Do you diligently avoiding feeding your baby peanuts in fear that he or she has an allergy to the food?
Turns out, you should do the opposite.
A new study on babies who have a high risk of becoming allergic to peanuts—meaning they already had eczema or an egg allergy—shows they are much less likely to develop the allergy if regularly fed foods that contain peanuts in the first year of life, as reported by NPR.
The study involved 640 British babies and found that those who consumed the equivalent of about 4 heaping teaspoons of peanut butter each week, starting when they were between 4 and 11 months old, were about 80 percent less likely to develop a peanut allergy by the age of 5 years.
"This is certainly good news," Gideon Lack of King's College London, who led the study, told NPR. He presented the research at the annual meeting of the American Academy of Allergy, Asthma and Immunology, and it was also published in the New England Journal of Medicine.
Lack said the study was inspired by the low rate of peanut allergies among children in Israeli, where it's typical to eat foods containing peanuts as a baby. The reverse is true in Britain and the United States, where parents often avoid peanuts.
"We've moved, really, 180 degrees from complete avoidance to we should give peanuts to young children actively," Lack said.

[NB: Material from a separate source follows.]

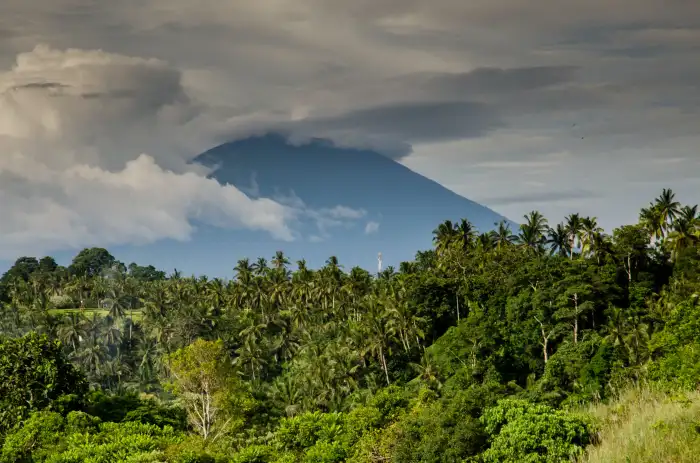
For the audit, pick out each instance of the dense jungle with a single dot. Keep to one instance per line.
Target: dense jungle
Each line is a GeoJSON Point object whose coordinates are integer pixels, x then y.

Peanut allergies can affect kids in many ways. Symptoms can be as mild as hives, while some suffer breathing and heart problems when coming into contact with the food. In the most tragic cases, the allergy can prove fatal.
If you suspect your child has an allergy to peanuts, be sure to get him or her tested for it before dishing out a bowl of the popular snack. And never give whole peanuts to a baby, but rather baby-safe foods that contain the nut.